3 What’s New in JESD204C

There are many enhancements in the C revision of the standard; many of the enhancements improve coding efficiency and overall throughput. JESD204C is backward-compatible with the A and B standards, but with some limitations in subclass-0 operation. Designers familiar with the JESD204B revision will see compatibility based on the coding scheme and recommendations for higher throughput, using various enhancements to the standard.

The most obvious change is the addition of denser 64B/66B and 64B/80B coding schemes; these methods are far more efficient in symbol coding. 64B/66B has only a 3.125% coding overhead versus the 20% overhead on 8B/10B. The downside is that it initially takes longer to encode due to the longer symbol length, which will result in a certain coding latency since most data converters provide 8 to 16 bits of data per sample.

For 8B/10B, not much has changed from the B revision. Subclass 0, 1 and 2 are all supported. As a refresher, subclass 0 is the A revision’s backward-compatibly mode, used for the lowest possible link delay without deterministic latency.
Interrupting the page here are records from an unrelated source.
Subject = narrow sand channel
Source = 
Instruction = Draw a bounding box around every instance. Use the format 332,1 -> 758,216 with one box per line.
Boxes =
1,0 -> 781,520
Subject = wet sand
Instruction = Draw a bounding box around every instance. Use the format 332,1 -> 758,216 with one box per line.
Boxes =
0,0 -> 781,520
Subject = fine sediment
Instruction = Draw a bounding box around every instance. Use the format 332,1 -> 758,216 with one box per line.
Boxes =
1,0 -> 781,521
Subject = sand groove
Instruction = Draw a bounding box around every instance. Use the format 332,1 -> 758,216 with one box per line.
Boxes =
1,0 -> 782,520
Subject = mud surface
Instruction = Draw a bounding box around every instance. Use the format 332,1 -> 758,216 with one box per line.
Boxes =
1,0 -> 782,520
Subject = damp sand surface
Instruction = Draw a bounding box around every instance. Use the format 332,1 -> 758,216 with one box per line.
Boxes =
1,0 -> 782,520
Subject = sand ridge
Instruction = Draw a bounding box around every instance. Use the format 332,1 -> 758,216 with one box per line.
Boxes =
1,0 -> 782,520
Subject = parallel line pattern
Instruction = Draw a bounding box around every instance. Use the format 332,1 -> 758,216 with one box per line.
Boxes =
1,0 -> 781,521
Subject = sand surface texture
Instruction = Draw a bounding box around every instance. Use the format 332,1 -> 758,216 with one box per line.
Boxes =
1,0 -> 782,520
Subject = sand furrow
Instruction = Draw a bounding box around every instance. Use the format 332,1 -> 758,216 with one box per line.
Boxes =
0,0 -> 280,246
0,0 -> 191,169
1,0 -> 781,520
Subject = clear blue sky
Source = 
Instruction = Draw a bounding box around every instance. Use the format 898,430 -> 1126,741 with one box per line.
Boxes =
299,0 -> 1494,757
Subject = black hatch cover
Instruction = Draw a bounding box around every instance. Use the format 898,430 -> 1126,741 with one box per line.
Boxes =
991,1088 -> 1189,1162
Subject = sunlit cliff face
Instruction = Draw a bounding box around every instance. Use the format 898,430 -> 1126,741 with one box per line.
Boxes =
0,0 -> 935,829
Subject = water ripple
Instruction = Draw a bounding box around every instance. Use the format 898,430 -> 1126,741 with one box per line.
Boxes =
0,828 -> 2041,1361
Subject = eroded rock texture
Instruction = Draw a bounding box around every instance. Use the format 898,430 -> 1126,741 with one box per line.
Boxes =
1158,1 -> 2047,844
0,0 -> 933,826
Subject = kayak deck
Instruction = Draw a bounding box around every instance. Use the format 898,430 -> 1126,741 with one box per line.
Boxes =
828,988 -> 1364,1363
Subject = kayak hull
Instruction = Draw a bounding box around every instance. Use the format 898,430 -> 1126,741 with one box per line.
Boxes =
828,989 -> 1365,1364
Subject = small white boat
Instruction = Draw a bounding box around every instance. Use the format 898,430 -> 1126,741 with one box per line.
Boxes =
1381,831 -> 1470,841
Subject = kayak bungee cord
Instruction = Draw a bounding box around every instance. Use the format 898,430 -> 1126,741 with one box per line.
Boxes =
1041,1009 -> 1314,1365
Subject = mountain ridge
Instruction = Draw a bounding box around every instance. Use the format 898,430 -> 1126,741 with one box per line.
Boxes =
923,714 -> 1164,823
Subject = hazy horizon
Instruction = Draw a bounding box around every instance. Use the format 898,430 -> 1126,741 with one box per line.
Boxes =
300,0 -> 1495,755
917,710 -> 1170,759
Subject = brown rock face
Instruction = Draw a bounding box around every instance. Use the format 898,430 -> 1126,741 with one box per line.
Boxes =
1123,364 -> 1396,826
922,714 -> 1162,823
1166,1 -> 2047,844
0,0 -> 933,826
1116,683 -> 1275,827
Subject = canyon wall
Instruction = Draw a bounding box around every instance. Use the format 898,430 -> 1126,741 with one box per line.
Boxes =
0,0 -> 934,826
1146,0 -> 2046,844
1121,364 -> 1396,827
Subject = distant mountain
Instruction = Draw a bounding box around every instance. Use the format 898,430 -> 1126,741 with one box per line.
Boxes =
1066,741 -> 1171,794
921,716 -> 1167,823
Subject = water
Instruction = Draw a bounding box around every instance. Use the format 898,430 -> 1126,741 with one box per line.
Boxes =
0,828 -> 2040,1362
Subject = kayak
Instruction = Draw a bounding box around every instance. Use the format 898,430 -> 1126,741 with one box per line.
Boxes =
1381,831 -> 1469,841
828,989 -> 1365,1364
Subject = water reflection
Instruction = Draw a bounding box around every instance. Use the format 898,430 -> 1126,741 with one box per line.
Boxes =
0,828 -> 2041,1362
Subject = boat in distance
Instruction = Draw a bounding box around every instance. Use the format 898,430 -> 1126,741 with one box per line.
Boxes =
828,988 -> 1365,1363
Subclasses 1 and 2 establish deterministic channel latency and multi-device phase alignment. The transport still uses the SYNC interface and initial lane alignment sequence (ILAS) to establish both data alignment and channel latency.

The 64B/66B and 64B/80B coding standards used in JESD204C are a bit more complicated and no longer use the ILAS and SYNC interface to establish proper frame alignment. Instead, these modes use a SYNC header embedded as the first 2 bits of every frame, which are concatenated into a 32-bit SYNC message. Every run of 66 bits starts with the sync header symbol (2 bits – 01 or 10 are valid sync symbols, 00 and 11 are illegal values) encoded into the SYNC header stream. This stream always contains a pilot signal used for sync alignment to the 66-bit frame. Multiple frames form blocks, and groups of blocks form extended multi-blocks. Once the receiver identities where in the stream the SYNC resides, it then moves on to identify where the frames are aligned by using the last frame indicator in the stream to sync to the frame boundaries.

Beyond the coding, there are several new classes of data transmitters and receivers that help the transmission speed and lower the interface power. These classes are shown in Table 3-1.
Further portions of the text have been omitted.